Europe’s top festival announced Tuesday it will present 90 performances, down from 212 originally intended.

Venues will be cut from 16 to seven and intermissions eliminated to reduce audience interaction. The only operas will be a Mozart’s “Cosi fan Tutte” in the Grosses Festspielhaus, limited to about 1,000 of its 2,300 seats, and Richard Strauss’ “Elektra” in the Felsenreitschule, which will hold roughly 700.

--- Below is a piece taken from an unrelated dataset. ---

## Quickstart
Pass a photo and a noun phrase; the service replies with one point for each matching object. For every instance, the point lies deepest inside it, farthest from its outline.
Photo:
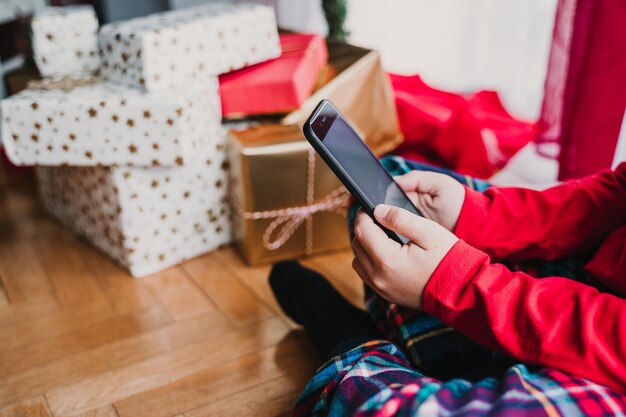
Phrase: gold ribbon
(288, 220)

Originally set to run from July 18 to Aug. 30, the festival will now start Aug. 1. Nearly every other major summer festival in Europe and the U.S. has been canceled.

“It would have been much easier not to play, but we were founded as a sign of hope so we want to play,” festival president Helga Rabl-Stadler said in a telephone interview.

The festival had sold 180,000 of 230,000 tickets to people in 80 nations but now is limiting seats to about 70,000. Only those who already bought tickets can still attend and there will be a limit of two per person. Names of purchasers will be printed on tickets and records kept to enable contact tracing.

There are two active cases of COVID-19 in the Salzburg province, according to the Austrian government’s dashboard.

“We do not know how many people will come, how many people will say, `Thank you. We love you but we don’t come here because it’s impossible, because of health reasons or I bake bread' or something,″ Rabl-Stadler said. “So it’s like walking in a fog.”